Tendremos que reconocer que somos seres casi irracionales: solo nos acordamos de la razón y la ciencia cuando las cosas van realmente mal y, ya al borde del abismo, acabamos aceptando que vivir engañados no es nada útil para nuestra supervivencia.

Pero la ciencia no funciona bien así, de esa manera compulsiva. La ciencia no es magia ni fe, ni siquiera corazón. No basta con creer y querer. El saber científico, ese conocimiento adquirido al hacerse preguntas e intentar responderlas mediante la observación y experimentación, y que nos puede ayudar a predecir el futuro, prepararnos para cualquier amenaza e incluso transformar la realidad en nuestro beneficio, requiere mucho trabajo, dinero y tiempo.

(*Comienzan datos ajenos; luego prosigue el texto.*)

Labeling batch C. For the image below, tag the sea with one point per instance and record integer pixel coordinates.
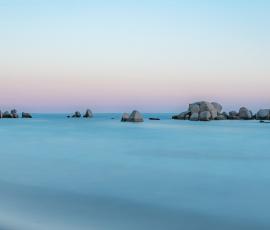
(102, 174)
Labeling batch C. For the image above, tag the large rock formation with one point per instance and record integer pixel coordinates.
(263, 114)
(135, 116)
(200, 111)
(245, 114)
(7, 115)
(77, 114)
(205, 116)
(88, 114)
(26, 115)
(14, 113)
(125, 117)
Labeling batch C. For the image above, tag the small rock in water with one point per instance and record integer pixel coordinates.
(77, 114)
(125, 117)
(7, 115)
(26, 115)
(88, 114)
(135, 116)
(14, 113)
(154, 118)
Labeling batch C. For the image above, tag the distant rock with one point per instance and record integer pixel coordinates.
(245, 114)
(26, 115)
(194, 108)
(233, 115)
(194, 117)
(125, 117)
(14, 113)
(77, 114)
(217, 106)
(263, 114)
(205, 116)
(135, 116)
(7, 115)
(154, 118)
(182, 116)
(88, 114)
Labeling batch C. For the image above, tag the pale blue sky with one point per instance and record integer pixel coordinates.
(117, 55)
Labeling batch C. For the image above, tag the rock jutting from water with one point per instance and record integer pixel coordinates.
(135, 116)
(206, 111)
(77, 114)
(263, 114)
(88, 114)
(202, 111)
(26, 115)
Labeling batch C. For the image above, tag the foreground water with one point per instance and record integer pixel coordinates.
(101, 174)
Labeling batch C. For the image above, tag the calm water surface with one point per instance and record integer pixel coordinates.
(101, 174)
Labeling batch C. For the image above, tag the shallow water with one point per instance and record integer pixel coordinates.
(58, 173)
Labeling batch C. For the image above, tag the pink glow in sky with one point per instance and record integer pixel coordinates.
(152, 57)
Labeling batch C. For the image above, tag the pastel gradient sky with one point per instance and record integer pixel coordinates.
(152, 55)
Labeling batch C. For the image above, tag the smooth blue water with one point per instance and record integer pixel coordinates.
(58, 173)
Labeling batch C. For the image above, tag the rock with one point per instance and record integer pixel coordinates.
(194, 117)
(245, 114)
(220, 117)
(205, 116)
(233, 115)
(135, 116)
(194, 108)
(207, 106)
(217, 106)
(154, 118)
(7, 115)
(77, 114)
(225, 115)
(88, 114)
(182, 116)
(263, 114)
(26, 115)
(125, 117)
(14, 113)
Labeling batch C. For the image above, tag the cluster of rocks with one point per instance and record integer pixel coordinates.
(206, 111)
(135, 116)
(13, 114)
(263, 114)
(88, 114)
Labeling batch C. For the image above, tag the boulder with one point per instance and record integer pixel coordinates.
(154, 118)
(263, 114)
(208, 107)
(217, 106)
(7, 115)
(233, 115)
(26, 115)
(125, 117)
(14, 113)
(194, 117)
(88, 114)
(221, 117)
(135, 116)
(205, 116)
(77, 114)
(182, 116)
(194, 108)
(245, 114)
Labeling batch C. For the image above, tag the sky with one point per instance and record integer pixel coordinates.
(150, 55)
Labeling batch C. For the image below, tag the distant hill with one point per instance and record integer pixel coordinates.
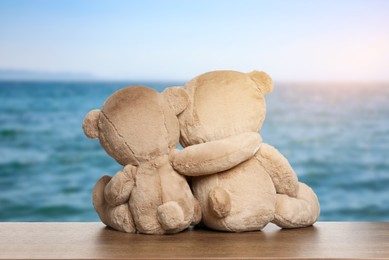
(31, 75)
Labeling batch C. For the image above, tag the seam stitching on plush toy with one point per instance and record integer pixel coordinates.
(120, 136)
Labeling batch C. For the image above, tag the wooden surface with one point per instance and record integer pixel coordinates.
(94, 241)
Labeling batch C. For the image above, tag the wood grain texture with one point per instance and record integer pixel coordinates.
(94, 241)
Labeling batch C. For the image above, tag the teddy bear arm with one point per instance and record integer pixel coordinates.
(277, 166)
(216, 156)
(119, 187)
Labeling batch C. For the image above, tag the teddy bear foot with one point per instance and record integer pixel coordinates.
(298, 212)
(219, 202)
(170, 216)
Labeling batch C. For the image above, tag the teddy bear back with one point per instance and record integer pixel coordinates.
(132, 125)
(223, 104)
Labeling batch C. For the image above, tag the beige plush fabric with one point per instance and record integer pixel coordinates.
(139, 128)
(241, 184)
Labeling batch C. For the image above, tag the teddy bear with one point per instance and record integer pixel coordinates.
(138, 127)
(241, 183)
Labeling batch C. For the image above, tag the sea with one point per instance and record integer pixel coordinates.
(335, 136)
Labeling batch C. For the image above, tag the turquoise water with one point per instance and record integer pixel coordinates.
(335, 136)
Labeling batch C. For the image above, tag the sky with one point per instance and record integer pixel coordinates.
(328, 40)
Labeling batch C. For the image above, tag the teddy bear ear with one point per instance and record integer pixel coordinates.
(90, 124)
(177, 98)
(263, 81)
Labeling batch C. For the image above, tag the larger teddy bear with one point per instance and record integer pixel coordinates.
(242, 185)
(138, 127)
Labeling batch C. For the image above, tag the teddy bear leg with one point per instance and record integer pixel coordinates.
(99, 202)
(171, 216)
(117, 217)
(197, 212)
(219, 202)
(301, 211)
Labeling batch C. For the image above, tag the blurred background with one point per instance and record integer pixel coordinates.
(328, 113)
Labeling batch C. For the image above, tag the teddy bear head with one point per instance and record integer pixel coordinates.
(137, 123)
(222, 104)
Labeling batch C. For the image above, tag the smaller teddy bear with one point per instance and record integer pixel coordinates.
(241, 183)
(138, 127)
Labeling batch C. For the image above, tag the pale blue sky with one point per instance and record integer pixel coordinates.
(177, 40)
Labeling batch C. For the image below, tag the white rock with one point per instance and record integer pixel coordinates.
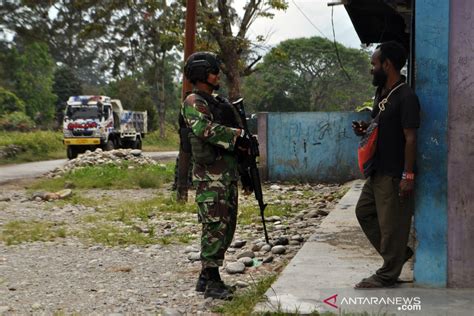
(189, 249)
(247, 261)
(235, 267)
(266, 248)
(278, 250)
(238, 244)
(136, 152)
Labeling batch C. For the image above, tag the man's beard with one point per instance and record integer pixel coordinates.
(379, 78)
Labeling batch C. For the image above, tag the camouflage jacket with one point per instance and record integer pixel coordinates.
(212, 139)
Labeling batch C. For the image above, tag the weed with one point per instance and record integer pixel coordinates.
(17, 232)
(35, 146)
(115, 235)
(111, 177)
(251, 213)
(243, 303)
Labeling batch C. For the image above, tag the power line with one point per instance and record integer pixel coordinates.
(335, 45)
(308, 19)
(324, 35)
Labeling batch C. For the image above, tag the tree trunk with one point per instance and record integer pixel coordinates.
(232, 74)
(162, 107)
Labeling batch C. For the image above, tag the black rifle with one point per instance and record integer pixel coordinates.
(252, 168)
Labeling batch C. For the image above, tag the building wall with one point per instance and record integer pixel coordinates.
(431, 77)
(461, 146)
(311, 146)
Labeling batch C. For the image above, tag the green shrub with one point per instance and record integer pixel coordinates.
(111, 177)
(9, 102)
(32, 146)
(16, 121)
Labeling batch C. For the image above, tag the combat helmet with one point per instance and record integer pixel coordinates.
(199, 65)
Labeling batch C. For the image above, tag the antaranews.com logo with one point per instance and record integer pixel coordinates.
(400, 302)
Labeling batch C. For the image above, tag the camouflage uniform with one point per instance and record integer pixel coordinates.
(215, 172)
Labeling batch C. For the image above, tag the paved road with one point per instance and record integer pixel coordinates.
(36, 169)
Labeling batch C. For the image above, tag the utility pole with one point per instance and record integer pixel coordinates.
(184, 158)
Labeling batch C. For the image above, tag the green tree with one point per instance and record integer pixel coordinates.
(304, 75)
(9, 102)
(226, 29)
(34, 82)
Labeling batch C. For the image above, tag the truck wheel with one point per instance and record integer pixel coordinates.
(109, 145)
(71, 152)
(137, 144)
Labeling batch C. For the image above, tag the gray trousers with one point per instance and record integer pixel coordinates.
(385, 218)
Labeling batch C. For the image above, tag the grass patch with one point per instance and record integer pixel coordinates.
(110, 234)
(33, 146)
(243, 303)
(249, 214)
(125, 176)
(147, 209)
(78, 199)
(118, 226)
(113, 235)
(153, 141)
(17, 232)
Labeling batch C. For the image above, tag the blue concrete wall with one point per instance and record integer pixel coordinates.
(312, 146)
(431, 77)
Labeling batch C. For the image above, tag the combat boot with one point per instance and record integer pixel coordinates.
(202, 282)
(218, 290)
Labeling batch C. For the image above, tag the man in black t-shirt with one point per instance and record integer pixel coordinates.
(385, 207)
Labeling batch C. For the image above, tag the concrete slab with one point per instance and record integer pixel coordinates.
(336, 257)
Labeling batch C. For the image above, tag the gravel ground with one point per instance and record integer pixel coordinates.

Es más, el saber científico no sirve de nada si se le deja arrinconado en un laboratorio, en las páginas de una revista especializada o en el cerebro de un humilde investigador.

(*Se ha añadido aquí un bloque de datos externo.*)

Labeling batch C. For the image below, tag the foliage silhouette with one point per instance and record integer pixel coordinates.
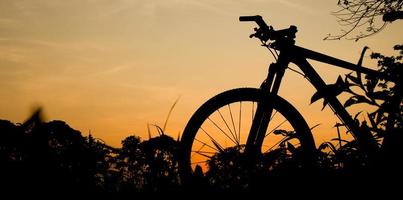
(366, 17)
(52, 157)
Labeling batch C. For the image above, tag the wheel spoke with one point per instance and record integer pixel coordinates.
(226, 124)
(233, 124)
(222, 130)
(239, 121)
(206, 144)
(275, 128)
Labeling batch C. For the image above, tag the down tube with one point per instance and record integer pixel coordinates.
(364, 138)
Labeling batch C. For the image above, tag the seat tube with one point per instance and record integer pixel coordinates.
(265, 107)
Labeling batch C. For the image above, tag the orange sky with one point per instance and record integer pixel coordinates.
(113, 66)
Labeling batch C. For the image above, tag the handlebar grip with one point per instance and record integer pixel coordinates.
(257, 18)
(249, 18)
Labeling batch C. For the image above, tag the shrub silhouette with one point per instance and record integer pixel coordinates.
(52, 157)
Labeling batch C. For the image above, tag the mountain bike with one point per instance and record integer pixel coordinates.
(256, 121)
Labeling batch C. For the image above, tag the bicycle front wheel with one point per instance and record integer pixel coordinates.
(215, 136)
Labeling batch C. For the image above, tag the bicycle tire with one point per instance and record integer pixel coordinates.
(221, 100)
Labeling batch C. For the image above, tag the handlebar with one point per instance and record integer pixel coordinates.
(266, 32)
(257, 18)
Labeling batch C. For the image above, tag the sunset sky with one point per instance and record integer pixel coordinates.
(113, 66)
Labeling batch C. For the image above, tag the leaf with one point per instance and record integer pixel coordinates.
(382, 95)
(350, 102)
(280, 132)
(356, 115)
(318, 95)
(353, 79)
(291, 147)
(371, 119)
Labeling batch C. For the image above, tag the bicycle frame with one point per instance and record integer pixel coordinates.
(298, 56)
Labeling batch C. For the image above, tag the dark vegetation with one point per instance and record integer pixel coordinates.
(44, 157)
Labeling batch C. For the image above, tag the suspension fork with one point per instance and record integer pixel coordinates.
(264, 108)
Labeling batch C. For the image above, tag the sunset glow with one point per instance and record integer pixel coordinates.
(112, 67)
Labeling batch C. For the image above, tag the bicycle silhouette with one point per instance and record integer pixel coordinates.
(254, 121)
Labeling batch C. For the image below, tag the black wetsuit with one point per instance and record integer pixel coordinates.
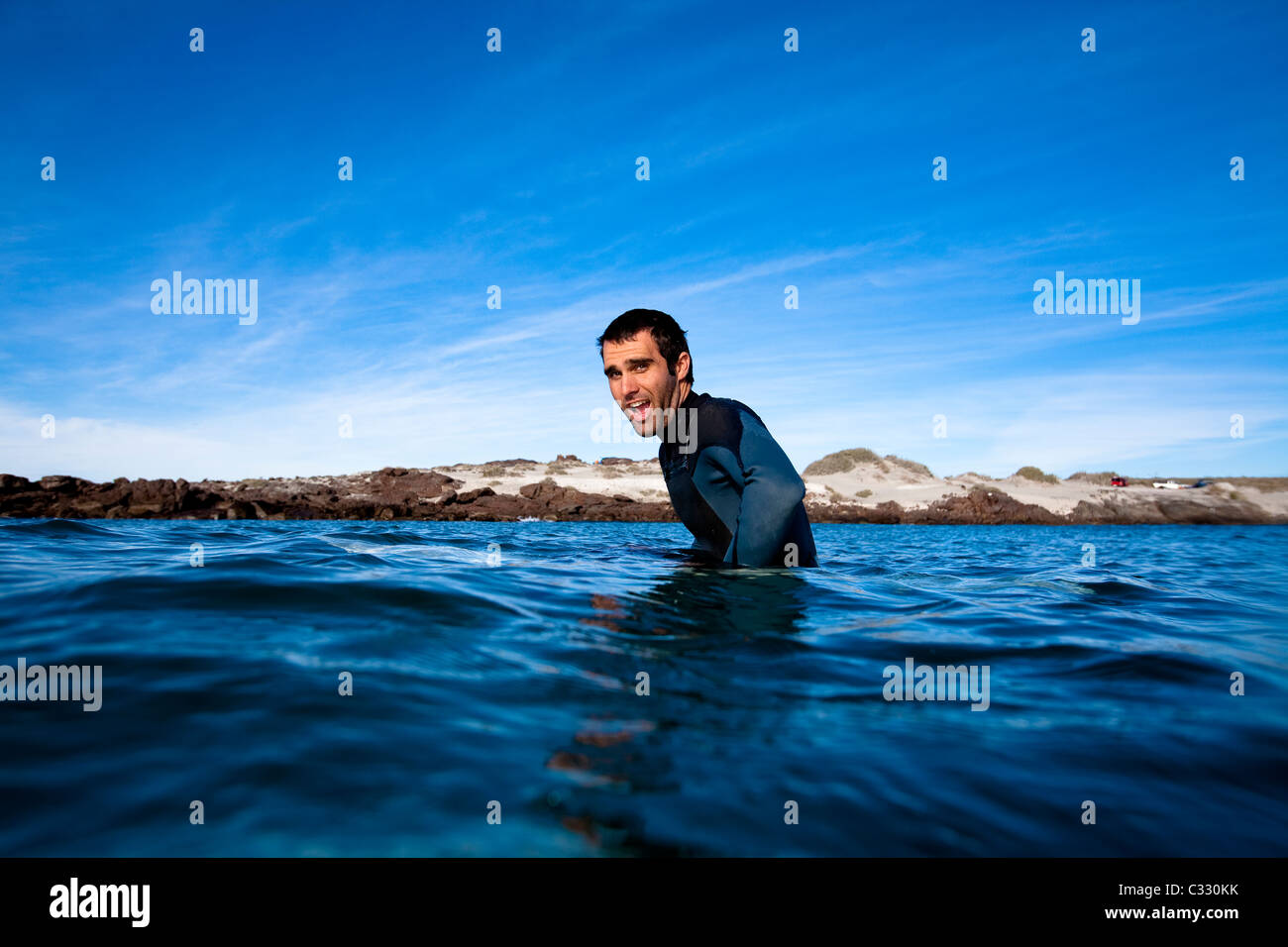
(733, 487)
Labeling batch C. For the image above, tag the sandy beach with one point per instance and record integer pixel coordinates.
(851, 486)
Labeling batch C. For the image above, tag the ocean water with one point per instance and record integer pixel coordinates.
(494, 668)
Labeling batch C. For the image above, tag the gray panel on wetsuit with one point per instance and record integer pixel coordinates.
(737, 492)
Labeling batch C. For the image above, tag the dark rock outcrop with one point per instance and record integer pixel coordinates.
(397, 492)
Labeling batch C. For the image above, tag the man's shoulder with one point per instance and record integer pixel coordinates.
(720, 421)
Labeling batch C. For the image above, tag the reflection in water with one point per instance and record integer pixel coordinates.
(626, 755)
(708, 602)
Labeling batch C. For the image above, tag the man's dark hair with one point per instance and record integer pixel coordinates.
(666, 333)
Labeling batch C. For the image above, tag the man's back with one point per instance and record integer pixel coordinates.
(734, 488)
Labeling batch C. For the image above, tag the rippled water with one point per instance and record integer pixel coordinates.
(507, 674)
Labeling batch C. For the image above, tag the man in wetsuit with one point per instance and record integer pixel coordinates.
(729, 480)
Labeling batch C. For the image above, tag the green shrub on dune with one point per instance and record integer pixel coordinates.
(1033, 474)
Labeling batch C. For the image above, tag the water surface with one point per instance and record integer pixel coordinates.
(498, 663)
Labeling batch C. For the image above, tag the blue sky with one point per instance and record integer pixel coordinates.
(518, 169)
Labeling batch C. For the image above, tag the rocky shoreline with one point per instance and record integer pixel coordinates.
(437, 495)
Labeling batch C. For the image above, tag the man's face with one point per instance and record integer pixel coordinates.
(640, 382)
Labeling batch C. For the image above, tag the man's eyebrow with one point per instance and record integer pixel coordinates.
(630, 363)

Para que la ciencia sea realmente útil, sus productos deben permear por completo la sociedad. Y no me refiero a los productos tecnológicos, siendo estos realmente útiles en muchos casos, ya sea un ordenador, un horno de microondas, un aparato de resonancia magnética nuclear, o una máquina de PCR que permite detectar una infección por coro-navirus. Me refiero a otros productos de la ciencia que son todavía más importantes: las ideas científicas y el propio método científico. Más que los resultados, lo que distingue a la ciencia y la hace más grande y robusta que todas las demás formas de saber, es la manera de alcanzar sus ideas, teniendo siempre presente la realidad observable, y la propia definición de lo que puede ser una idea científica. Y esa grandeza y robustez de la ciencia surge de su único postulado, que irónicamente reza algo así: una idea solo puede considerarse científica si está permitido negarla y, eventualmente, puede demostrarse que es falsa. La humildad y la duda forman ese tronco desde donde crece el árbol de la ciencia.

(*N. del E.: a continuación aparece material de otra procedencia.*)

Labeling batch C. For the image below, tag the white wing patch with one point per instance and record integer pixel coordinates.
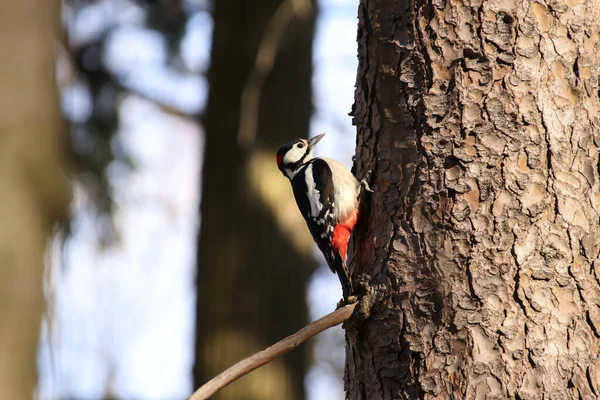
(314, 196)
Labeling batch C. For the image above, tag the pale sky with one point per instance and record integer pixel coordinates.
(124, 315)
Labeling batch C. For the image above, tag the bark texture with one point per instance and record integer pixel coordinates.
(480, 258)
(253, 261)
(34, 192)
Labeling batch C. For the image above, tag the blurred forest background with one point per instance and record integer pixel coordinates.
(159, 109)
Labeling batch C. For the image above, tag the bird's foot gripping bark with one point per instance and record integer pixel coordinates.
(364, 182)
(344, 302)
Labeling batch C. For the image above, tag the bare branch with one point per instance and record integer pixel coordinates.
(269, 354)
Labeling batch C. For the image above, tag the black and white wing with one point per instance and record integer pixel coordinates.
(314, 193)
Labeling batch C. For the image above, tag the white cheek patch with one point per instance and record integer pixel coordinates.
(293, 155)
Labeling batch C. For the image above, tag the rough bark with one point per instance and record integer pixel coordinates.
(253, 261)
(33, 187)
(479, 260)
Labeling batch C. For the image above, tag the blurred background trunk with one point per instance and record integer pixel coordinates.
(480, 122)
(254, 260)
(33, 182)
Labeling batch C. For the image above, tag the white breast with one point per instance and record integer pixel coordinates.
(346, 189)
(313, 194)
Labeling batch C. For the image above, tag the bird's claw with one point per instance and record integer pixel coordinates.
(365, 185)
(344, 302)
(364, 182)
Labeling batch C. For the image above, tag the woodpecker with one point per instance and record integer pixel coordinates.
(327, 196)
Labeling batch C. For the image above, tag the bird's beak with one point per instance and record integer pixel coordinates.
(312, 142)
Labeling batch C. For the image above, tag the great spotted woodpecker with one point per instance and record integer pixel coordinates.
(327, 196)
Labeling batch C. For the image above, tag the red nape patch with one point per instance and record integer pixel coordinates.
(341, 234)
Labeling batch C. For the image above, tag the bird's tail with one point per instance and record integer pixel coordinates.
(344, 276)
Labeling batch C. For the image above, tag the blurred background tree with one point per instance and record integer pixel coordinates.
(254, 255)
(133, 77)
(33, 183)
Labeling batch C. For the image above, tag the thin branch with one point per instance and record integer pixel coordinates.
(269, 354)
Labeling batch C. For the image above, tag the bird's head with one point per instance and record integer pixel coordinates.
(291, 156)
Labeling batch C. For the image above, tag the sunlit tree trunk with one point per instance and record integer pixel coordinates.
(33, 186)
(480, 122)
(254, 262)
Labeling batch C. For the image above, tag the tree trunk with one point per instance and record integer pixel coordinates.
(479, 259)
(33, 184)
(254, 263)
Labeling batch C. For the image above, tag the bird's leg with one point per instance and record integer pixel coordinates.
(364, 182)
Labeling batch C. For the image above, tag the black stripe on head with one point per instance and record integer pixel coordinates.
(297, 147)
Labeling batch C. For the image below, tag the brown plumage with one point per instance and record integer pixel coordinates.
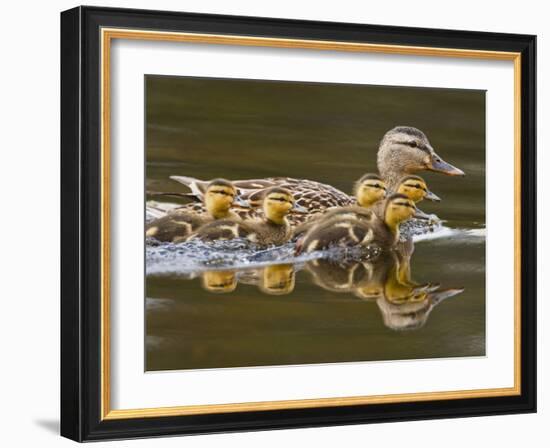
(403, 150)
(177, 224)
(360, 228)
(272, 229)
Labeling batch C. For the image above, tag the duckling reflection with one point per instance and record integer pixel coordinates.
(277, 280)
(403, 303)
(219, 281)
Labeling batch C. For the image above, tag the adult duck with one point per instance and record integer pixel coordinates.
(403, 150)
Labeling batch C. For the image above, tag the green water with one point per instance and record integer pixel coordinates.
(238, 129)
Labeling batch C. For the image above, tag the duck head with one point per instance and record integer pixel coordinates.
(369, 190)
(277, 204)
(277, 279)
(406, 150)
(220, 195)
(219, 281)
(416, 189)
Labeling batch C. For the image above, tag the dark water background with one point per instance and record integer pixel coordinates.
(240, 129)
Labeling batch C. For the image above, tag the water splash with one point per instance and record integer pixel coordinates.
(189, 258)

Un buen científico, un científico, trabajará sin descanso durante años leyendo, formulando preguntas, haciendo observaciones, diseñando experimentos, escribiendo artículos para mostrar sus ideas al mundo. Pero jamás buscará imponerlas. La realidad será su mayor crítico. Y otros colegas le mostrarán la realidad si es que él no la pudo o no la supo ver bien. La que manda es siempre la verdad científica, esa que resiste la confrontación con la realidad. Ahí no valen ni egos, ni teorías ni ideologías.

¿Por qué estos principios tan sencillos, tan de sentido común y, sobre todo, tan tozu-damente útiles, no gobiernan la sociedad entera más allá de los laboratorios científicos? Desgraciadamente, la ciencia no está en el centro del poder político y económico, sino que es manejada de una forma miserable y vergonzosa, lo que no deja de ser también un ejemplo de la casi irracionalidad del ser humano. La presencia de científicos en el mundo de la política, incluso en el mundo económico, está muy diluida. Y los que llegan, valgan los ejemplos de Rubalcaba, Solana o Merkel, acaban devorados por el poder real. Al final, la ciencia se identifica solo con sus productos tecnológicos. Las propuestas políticas construidas y revisadas con criterios científicos suelen sucumbir ante programas populistas, productos de teorías obsoletas, ideologías alejadas de la realidad o directamente construidos sobre mentiras urdidas para calmar las conciencias o controlar a la población. En las Cortes no se escuchan discursos científicos. Se oyen proclamas, insultos y promesas. Y se aprueban leyes que no se construyen sobre modelos que entienden la realidad sino como plantillas ideológicas que intentan imponer una realidad ficticia.

En el fragor de una absurda lucha política de Sánchez y Casados, basada en intereses personales, de partido o de tribu, se pierden ingentes cantidades de recursos y de tiempo. Falta humildad. Falta honestidad. Falta compasión. Falta autocrítica y crítica objetiva. Falta ciencia. Y cuando se ignora la ciencia, triunfa el coronavirus.